Rule-based categorisation allocates content to categories depending on expert-generated predefined rules noting the presence or absence of specific words in the content. For example, documents with the words ‘Alice Springs’ and ‘Wollongong’ could be listed in a category called ‘Places, Australia’. Extra rules would be needed for place names such as ‘Newcastle’ and ‘Wellington’ to determine which country those references applied to. Rules can also apply to business policies, e.g. ruling that only Microsoft Powerpoint documents generated after 1 January 2002 should be allocated to a certain category.
It seems that rule-based categorisation should work well for the ‘classical’ categories discussed by Pinker (8), where clear rules describe categories with well-defined boundaries. It would not work so well for the fuzzy ‘family resemblance’ categories, for which it is difficult to write rules that include all relevant examples, and exclude those that don’t belong. These ideas have been discussed in more detail in part 1 of this article.
Basically, a category such as ‘odd numbers’ is a classical category, as a simple rule defines membership of the class. A category such as ‘vegetables’, on the other hand, is a ‘family resemblance’ category, in which some items definitely belong, while for others we are unsure. For example, carrots are definitely vegetables, but what about parsley and garlic powder? Try writing rules for membership of the categories birds, or doors, or books (don’t forget e-books) and see how you go. If you have difficulty defining a category it is probably a family resemblance category, not a classical category.
Verity’s Intelligent Classifier is an example of a program that uses rule-based categorisation (among other techniques).
Learning by Example/Categorising by Example
While rule-based categorisation might suit ‘classical’ categories that can be well-defined, learning by example can be better for ‘family resemblance’ categories, as the computer identifies common threads and relationships, but doesn’t expect every member of a class to fulfil rigid requirements (although rules still have to be generated and applied by the computer, so that it can sort documents into appropriate categories).
In learning by example methods, a set of ‘exemplar’ (i.e. typical) documents, is associated with each category, and the software automatically learns rules that define each category. With some systems, including Verity, both positive and negative exemplars can be used, resulting in greater accuracy. For example, for a category ‘Java’, the programming language, you could use as negative exemplars articles that discussed Java, the Indonesian island.

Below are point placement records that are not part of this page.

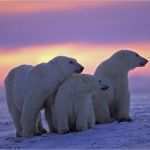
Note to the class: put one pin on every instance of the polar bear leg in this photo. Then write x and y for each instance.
(102, 112)
(48, 117)
(39, 126)
(123, 110)
(29, 115)
(16, 116)
(85, 114)
(60, 121)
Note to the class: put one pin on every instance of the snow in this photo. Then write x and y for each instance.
(133, 135)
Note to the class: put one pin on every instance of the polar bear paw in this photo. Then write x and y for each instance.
(125, 120)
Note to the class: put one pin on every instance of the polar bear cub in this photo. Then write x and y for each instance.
(115, 71)
(73, 107)
(27, 89)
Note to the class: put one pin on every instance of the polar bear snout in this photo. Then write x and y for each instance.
(143, 62)
(79, 69)
(105, 87)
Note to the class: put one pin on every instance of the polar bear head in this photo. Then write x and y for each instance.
(128, 60)
(67, 65)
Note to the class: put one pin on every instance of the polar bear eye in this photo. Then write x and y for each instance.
(100, 81)
(71, 62)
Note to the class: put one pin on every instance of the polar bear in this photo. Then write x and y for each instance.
(27, 89)
(73, 108)
(115, 71)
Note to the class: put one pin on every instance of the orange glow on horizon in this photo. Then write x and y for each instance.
(88, 55)
(17, 6)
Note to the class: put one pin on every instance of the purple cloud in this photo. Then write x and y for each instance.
(116, 23)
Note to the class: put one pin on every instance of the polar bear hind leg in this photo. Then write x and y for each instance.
(85, 114)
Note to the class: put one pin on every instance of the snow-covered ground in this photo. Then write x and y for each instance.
(116, 135)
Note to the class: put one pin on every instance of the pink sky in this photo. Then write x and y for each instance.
(89, 30)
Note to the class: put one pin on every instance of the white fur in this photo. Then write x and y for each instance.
(28, 87)
(115, 71)
(73, 107)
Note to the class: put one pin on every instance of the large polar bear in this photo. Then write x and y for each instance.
(73, 108)
(27, 89)
(115, 71)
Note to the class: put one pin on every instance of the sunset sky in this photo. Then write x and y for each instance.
(89, 30)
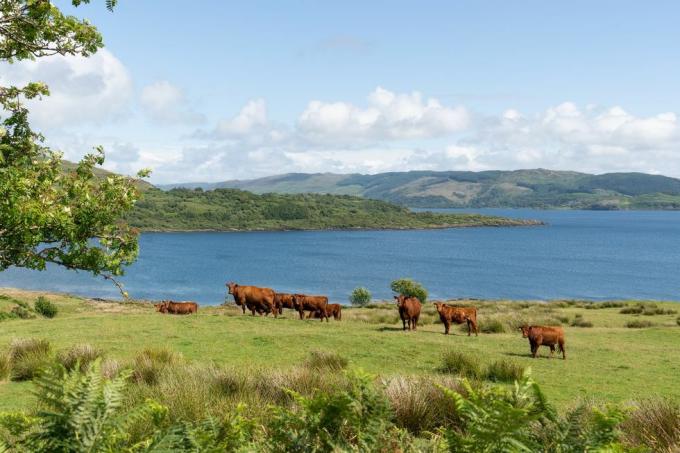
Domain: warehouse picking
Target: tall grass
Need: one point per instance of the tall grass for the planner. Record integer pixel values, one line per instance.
(28, 357)
(655, 424)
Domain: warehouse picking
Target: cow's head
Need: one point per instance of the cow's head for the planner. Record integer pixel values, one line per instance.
(297, 300)
(439, 306)
(525, 330)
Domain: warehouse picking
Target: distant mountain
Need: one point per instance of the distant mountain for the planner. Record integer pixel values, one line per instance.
(448, 189)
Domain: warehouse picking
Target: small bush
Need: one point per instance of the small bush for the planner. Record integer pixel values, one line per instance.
(655, 423)
(490, 326)
(461, 364)
(505, 370)
(360, 297)
(79, 356)
(578, 321)
(45, 307)
(29, 357)
(5, 366)
(639, 324)
(409, 288)
(22, 313)
(320, 360)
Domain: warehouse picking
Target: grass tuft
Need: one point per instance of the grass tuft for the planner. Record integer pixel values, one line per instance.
(79, 356)
(504, 370)
(321, 360)
(461, 364)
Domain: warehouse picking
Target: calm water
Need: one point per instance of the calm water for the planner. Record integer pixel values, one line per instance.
(580, 254)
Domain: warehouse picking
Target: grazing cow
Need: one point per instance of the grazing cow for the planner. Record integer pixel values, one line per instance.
(253, 298)
(283, 300)
(334, 310)
(177, 308)
(544, 336)
(316, 304)
(409, 310)
(457, 315)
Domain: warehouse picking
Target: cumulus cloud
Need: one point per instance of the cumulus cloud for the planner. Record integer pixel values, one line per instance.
(166, 103)
(83, 90)
(388, 116)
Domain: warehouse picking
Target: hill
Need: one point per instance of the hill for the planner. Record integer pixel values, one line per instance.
(463, 189)
(237, 210)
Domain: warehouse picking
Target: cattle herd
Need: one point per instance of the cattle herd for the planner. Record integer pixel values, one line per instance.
(265, 300)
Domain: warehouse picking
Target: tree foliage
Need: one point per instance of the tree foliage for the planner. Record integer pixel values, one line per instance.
(410, 288)
(48, 215)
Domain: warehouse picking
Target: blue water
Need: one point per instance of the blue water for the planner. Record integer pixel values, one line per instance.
(579, 254)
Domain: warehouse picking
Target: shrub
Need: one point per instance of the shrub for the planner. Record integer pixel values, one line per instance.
(360, 297)
(22, 313)
(578, 321)
(45, 307)
(79, 356)
(29, 357)
(654, 423)
(409, 288)
(5, 366)
(505, 370)
(490, 326)
(320, 360)
(459, 363)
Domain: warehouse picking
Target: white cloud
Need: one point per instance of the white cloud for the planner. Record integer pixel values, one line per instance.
(166, 103)
(83, 90)
(388, 116)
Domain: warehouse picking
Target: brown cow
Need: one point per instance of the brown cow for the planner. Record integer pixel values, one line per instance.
(177, 308)
(409, 310)
(544, 336)
(458, 315)
(254, 298)
(334, 310)
(283, 300)
(317, 304)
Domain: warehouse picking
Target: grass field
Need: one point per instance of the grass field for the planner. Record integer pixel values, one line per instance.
(606, 362)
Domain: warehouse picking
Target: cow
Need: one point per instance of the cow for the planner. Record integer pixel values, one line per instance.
(458, 315)
(177, 308)
(283, 300)
(544, 336)
(317, 304)
(254, 298)
(409, 310)
(334, 310)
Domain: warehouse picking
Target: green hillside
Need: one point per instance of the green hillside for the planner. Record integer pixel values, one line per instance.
(522, 188)
(231, 209)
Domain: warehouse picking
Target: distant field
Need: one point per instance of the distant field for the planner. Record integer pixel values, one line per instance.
(607, 361)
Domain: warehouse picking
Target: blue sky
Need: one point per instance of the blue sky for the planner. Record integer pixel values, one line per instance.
(244, 89)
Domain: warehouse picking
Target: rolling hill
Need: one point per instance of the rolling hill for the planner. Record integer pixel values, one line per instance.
(456, 189)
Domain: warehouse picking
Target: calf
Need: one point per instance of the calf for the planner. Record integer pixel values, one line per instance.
(177, 308)
(409, 311)
(317, 304)
(457, 315)
(254, 298)
(544, 336)
(334, 310)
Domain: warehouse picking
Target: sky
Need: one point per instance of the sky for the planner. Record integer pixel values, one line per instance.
(213, 90)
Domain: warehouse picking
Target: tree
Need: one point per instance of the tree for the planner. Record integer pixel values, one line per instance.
(49, 215)
(409, 288)
(360, 296)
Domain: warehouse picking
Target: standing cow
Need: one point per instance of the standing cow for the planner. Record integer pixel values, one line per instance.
(544, 336)
(457, 315)
(176, 308)
(409, 311)
(316, 304)
(254, 298)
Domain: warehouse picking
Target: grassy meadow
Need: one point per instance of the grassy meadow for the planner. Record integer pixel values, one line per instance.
(609, 358)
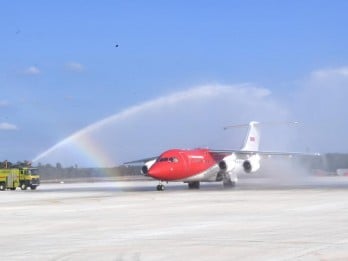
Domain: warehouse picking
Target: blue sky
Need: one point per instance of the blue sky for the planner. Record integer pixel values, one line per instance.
(61, 72)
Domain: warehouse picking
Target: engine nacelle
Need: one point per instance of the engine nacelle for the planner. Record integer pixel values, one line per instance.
(252, 164)
(147, 166)
(228, 163)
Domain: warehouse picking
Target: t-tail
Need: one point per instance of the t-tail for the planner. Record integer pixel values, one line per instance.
(252, 139)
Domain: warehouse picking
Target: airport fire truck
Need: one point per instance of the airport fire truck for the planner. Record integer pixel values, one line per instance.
(23, 177)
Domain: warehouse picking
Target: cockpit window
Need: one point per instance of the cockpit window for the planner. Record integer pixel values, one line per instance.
(171, 159)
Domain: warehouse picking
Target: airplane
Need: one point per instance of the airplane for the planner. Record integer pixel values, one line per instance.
(193, 166)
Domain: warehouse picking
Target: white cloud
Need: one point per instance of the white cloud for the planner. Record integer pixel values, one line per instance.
(321, 104)
(32, 70)
(195, 117)
(186, 119)
(74, 67)
(7, 126)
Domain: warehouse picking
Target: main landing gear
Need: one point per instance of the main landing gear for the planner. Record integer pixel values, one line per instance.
(194, 185)
(229, 184)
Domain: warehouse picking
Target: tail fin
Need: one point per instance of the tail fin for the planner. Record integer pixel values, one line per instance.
(252, 139)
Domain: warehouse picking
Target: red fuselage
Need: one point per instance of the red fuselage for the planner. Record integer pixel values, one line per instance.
(177, 164)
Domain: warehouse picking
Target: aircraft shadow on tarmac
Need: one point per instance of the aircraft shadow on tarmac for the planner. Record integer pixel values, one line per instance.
(254, 184)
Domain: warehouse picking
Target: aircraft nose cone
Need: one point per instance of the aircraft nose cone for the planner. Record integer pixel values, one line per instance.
(155, 171)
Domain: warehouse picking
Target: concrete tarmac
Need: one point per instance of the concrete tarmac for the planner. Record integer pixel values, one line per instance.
(261, 219)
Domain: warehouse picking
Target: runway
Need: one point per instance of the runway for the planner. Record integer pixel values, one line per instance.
(261, 219)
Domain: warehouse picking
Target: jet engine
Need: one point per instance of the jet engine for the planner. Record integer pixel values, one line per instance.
(228, 163)
(252, 164)
(147, 166)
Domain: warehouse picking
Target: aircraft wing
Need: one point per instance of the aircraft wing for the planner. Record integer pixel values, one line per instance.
(264, 154)
(140, 161)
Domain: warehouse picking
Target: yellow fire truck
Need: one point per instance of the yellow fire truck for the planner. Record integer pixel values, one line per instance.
(24, 178)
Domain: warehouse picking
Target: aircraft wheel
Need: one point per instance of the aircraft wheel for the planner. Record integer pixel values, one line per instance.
(229, 184)
(160, 187)
(193, 185)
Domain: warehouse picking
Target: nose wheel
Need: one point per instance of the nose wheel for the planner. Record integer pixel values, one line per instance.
(160, 187)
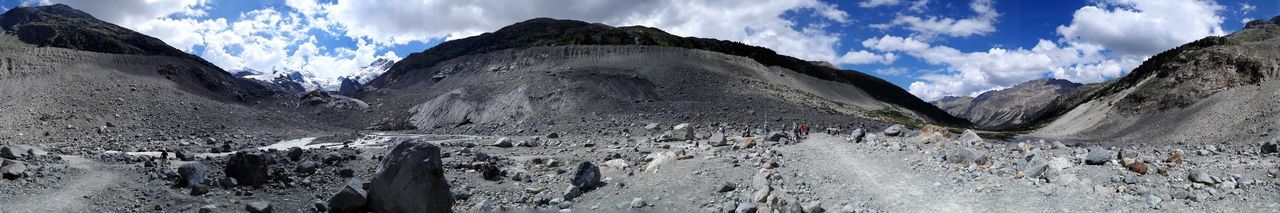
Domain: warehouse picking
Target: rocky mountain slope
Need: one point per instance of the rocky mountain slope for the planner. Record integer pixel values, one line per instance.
(1216, 89)
(552, 69)
(1008, 107)
(68, 80)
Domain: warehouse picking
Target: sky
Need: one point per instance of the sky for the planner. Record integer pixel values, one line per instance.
(931, 48)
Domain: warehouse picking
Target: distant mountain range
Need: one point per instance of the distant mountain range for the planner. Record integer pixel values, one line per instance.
(298, 82)
(1008, 107)
(540, 32)
(1215, 89)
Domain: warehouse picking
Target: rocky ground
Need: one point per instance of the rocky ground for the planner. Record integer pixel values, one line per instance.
(896, 170)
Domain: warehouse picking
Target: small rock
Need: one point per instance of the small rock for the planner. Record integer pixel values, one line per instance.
(745, 208)
(1197, 176)
(1153, 200)
(813, 207)
(638, 203)
(199, 190)
(209, 208)
(352, 198)
(894, 130)
(762, 195)
(571, 193)
(1098, 155)
(259, 207)
(250, 167)
(727, 187)
(503, 143)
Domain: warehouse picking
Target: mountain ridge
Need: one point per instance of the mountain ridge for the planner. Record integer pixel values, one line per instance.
(552, 32)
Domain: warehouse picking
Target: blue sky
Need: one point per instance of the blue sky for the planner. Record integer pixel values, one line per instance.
(932, 48)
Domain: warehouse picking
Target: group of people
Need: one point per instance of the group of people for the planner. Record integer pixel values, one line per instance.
(798, 130)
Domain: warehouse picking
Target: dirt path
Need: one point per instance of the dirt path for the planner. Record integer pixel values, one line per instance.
(887, 181)
(72, 196)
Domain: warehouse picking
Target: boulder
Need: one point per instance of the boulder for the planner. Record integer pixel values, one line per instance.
(410, 178)
(503, 143)
(13, 170)
(965, 155)
(894, 130)
(296, 153)
(1198, 176)
(718, 140)
(746, 207)
(184, 155)
(1036, 168)
(776, 137)
(586, 176)
(191, 175)
(248, 167)
(1175, 157)
(858, 135)
(18, 152)
(970, 137)
(1098, 155)
(680, 132)
(306, 168)
(351, 199)
(1138, 167)
(659, 159)
(1270, 146)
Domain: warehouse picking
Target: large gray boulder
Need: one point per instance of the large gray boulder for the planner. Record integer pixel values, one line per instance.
(12, 170)
(586, 176)
(965, 155)
(191, 175)
(894, 130)
(1098, 155)
(248, 167)
(351, 199)
(970, 137)
(410, 178)
(680, 132)
(1271, 146)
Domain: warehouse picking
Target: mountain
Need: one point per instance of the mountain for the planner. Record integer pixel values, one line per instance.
(1008, 107)
(556, 60)
(1215, 89)
(68, 80)
(297, 82)
(60, 26)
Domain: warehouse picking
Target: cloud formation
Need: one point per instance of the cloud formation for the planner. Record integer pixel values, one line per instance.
(1139, 28)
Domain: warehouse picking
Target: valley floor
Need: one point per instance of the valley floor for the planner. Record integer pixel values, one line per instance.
(882, 173)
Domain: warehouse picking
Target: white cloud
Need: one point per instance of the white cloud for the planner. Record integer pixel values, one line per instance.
(969, 73)
(878, 3)
(982, 22)
(919, 5)
(863, 57)
(892, 71)
(132, 13)
(1142, 28)
(750, 22)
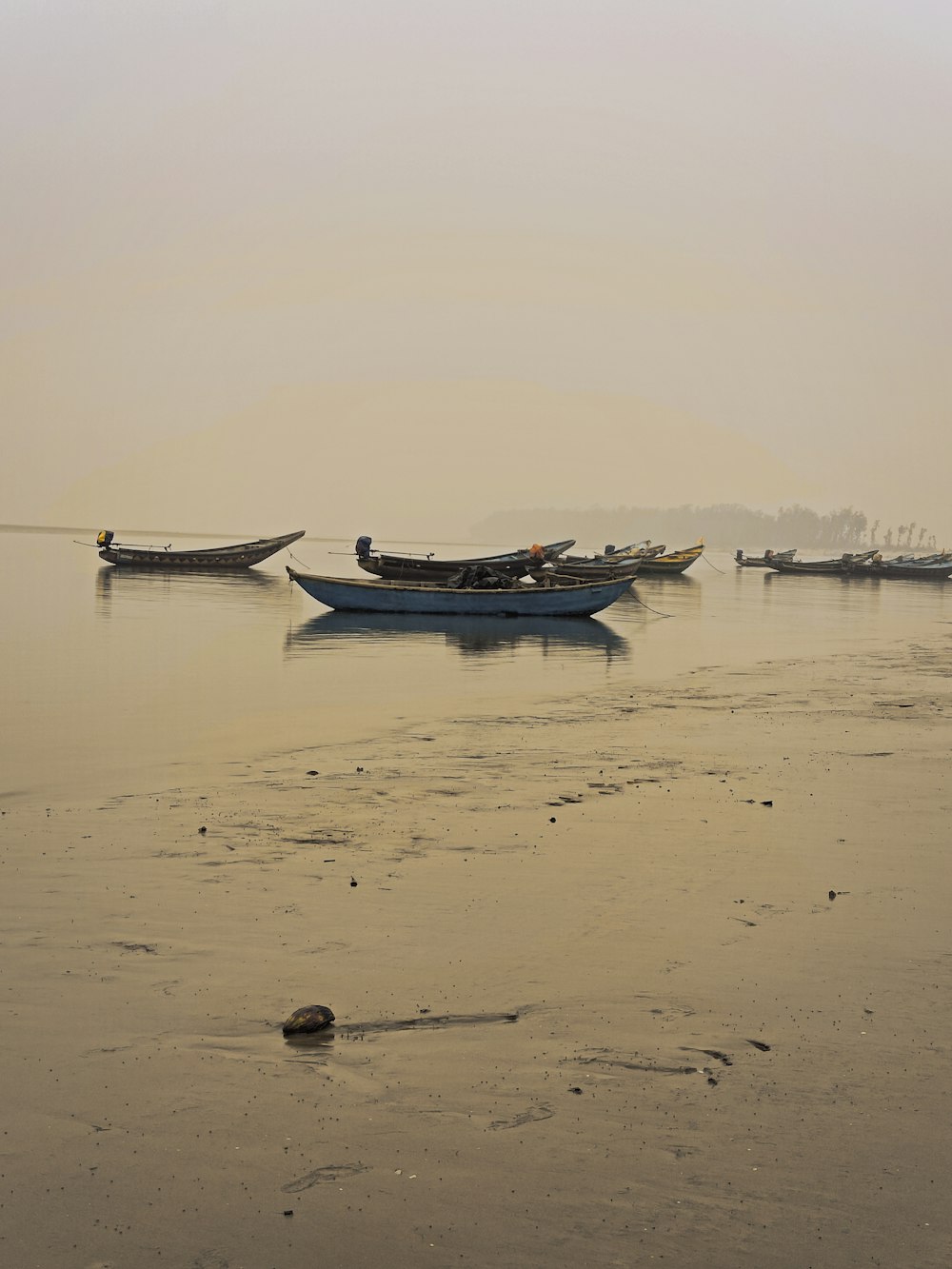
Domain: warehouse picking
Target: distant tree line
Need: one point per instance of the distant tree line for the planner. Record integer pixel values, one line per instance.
(725, 525)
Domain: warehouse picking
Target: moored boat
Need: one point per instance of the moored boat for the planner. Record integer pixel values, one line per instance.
(242, 555)
(597, 568)
(395, 566)
(764, 560)
(845, 566)
(674, 563)
(518, 599)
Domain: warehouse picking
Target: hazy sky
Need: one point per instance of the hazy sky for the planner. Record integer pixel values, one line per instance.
(387, 266)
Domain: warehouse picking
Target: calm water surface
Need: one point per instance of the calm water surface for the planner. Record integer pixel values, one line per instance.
(114, 682)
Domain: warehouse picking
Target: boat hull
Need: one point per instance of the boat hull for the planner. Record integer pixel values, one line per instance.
(399, 567)
(674, 563)
(215, 559)
(581, 599)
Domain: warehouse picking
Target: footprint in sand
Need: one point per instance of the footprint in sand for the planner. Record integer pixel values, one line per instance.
(330, 1173)
(535, 1115)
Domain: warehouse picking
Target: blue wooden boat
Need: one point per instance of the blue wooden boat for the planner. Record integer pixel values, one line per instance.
(569, 599)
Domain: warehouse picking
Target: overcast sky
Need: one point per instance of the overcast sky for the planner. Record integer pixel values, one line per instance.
(414, 260)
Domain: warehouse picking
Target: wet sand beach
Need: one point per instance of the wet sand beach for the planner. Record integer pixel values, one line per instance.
(626, 979)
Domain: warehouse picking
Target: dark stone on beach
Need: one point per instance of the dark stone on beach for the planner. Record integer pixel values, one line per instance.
(308, 1020)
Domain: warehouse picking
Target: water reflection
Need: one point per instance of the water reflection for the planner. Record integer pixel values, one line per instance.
(159, 587)
(468, 636)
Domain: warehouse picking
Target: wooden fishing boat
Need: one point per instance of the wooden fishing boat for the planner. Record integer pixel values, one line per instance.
(596, 568)
(407, 567)
(634, 551)
(764, 560)
(243, 555)
(937, 570)
(674, 563)
(518, 599)
(847, 566)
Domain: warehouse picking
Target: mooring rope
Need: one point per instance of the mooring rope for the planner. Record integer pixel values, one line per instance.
(712, 565)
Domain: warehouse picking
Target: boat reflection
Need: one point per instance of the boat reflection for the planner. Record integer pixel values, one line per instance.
(158, 587)
(468, 636)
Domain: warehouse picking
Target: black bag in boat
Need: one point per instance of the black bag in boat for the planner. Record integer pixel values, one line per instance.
(480, 576)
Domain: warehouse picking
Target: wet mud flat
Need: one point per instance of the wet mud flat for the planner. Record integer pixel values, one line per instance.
(661, 976)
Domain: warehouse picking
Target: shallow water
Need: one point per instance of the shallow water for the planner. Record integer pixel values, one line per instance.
(114, 681)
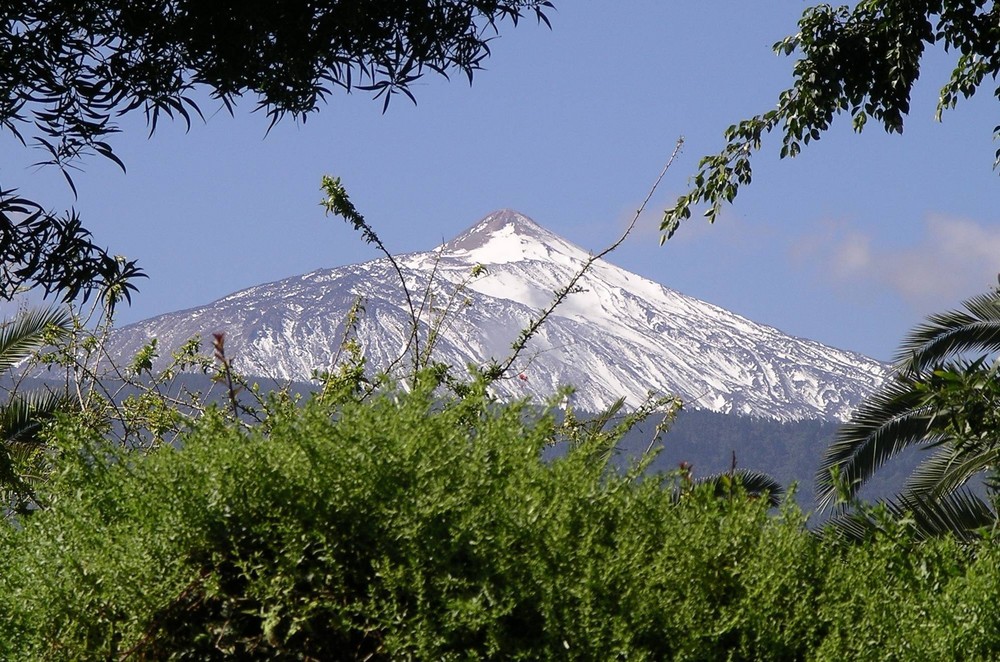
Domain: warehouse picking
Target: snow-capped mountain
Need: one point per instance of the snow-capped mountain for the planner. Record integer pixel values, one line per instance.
(617, 334)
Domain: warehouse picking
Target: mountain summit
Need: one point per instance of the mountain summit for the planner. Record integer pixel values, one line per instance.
(617, 334)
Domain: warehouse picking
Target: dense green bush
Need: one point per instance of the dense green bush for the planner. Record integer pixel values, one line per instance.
(404, 528)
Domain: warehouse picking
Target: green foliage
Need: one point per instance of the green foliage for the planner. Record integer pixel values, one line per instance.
(70, 68)
(23, 414)
(399, 527)
(940, 401)
(861, 60)
(406, 527)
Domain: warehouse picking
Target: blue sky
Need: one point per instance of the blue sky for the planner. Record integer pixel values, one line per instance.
(851, 243)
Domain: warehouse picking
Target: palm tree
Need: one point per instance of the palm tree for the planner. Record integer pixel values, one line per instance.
(941, 400)
(22, 415)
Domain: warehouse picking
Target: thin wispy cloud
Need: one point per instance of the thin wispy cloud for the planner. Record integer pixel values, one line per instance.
(946, 260)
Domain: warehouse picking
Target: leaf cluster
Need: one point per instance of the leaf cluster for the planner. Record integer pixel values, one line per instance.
(861, 60)
(69, 69)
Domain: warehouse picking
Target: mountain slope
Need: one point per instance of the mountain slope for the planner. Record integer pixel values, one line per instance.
(616, 334)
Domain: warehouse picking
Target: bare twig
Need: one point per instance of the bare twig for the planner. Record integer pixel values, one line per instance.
(498, 370)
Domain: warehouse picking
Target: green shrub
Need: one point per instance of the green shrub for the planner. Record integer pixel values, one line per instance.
(405, 528)
(395, 528)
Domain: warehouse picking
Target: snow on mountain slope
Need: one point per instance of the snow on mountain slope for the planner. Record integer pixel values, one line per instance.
(616, 334)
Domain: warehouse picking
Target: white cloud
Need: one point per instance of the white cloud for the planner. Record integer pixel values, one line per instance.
(946, 260)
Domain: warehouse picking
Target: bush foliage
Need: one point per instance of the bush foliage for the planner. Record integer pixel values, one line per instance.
(403, 527)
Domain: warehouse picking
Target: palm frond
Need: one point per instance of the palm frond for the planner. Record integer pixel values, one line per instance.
(26, 333)
(950, 468)
(22, 416)
(960, 513)
(947, 334)
(891, 420)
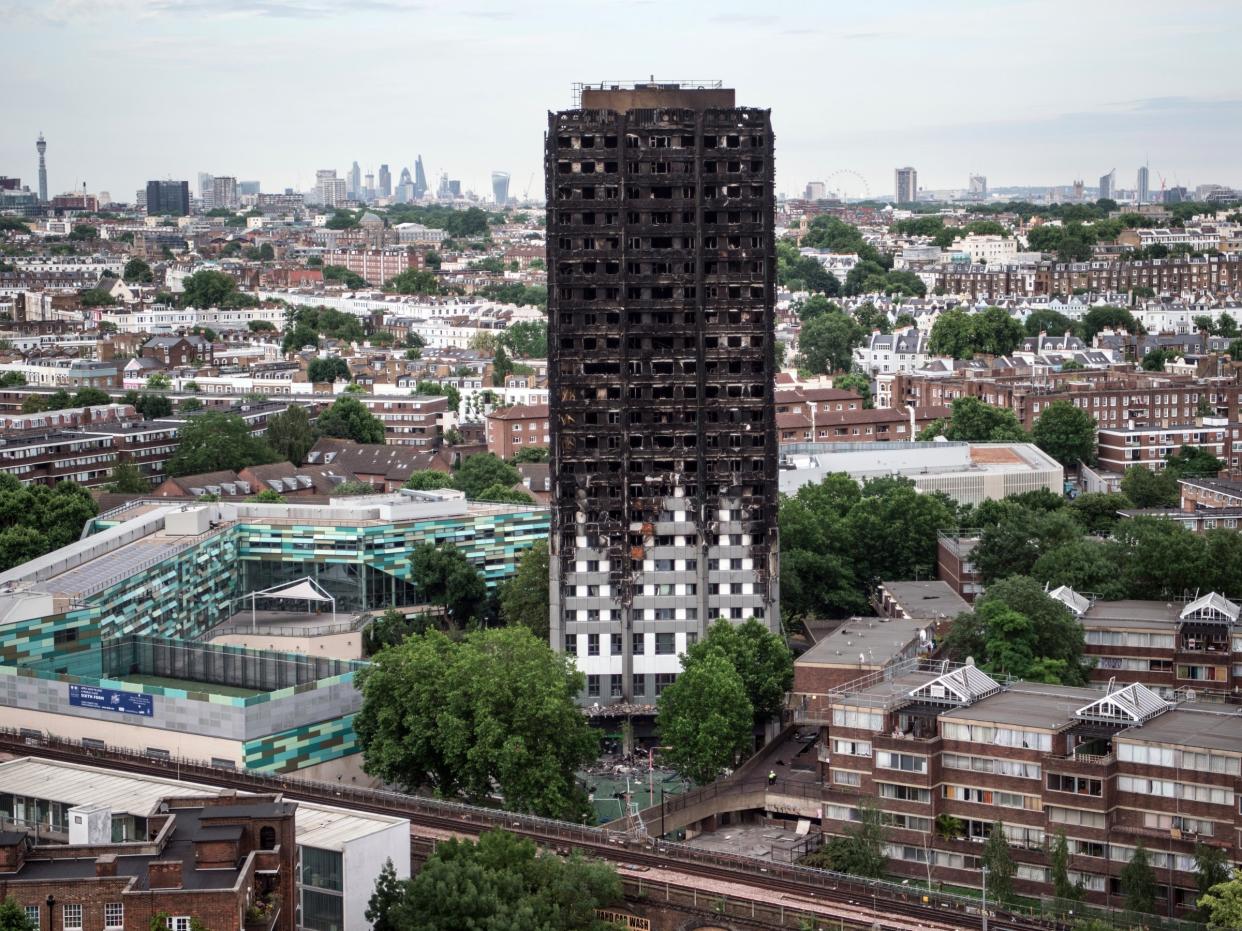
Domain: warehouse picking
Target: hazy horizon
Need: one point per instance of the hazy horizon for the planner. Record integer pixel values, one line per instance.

Many programs use Bayesian analysis (based on a probability formula developed by Thomas Bayes) for identifying patterns in sample documents and making predictions about unseen text. In addition, pattern analysis components of software allow it to differentiate between words with multiple meanings, using keywords, sentence structure, word length and other textual features to determine patterns. The programs learn through iterative processes, gradually refining their understanding of a concept.
Mohomine’s MohoClassifier, Inxight’s Categorizer and Autonomy use learning by example. Verity and GammaSite use SVM (Support Vector Machines), a variation on learning by example.
With statistical clustering, similar concepts are grouped together using statistical and linguistic algorithms. Clusters of closely related documents are identified using methods such as co-occurrence of terms or neural networks, and are assigned to a category. Reamy (7) has pointed out that this is the only truly automatic classification approach, since humans must set up rules for rule-based categorisation, and training sets for learning by example. It can, however, be used with human editors and/or pre-existing taxonomies.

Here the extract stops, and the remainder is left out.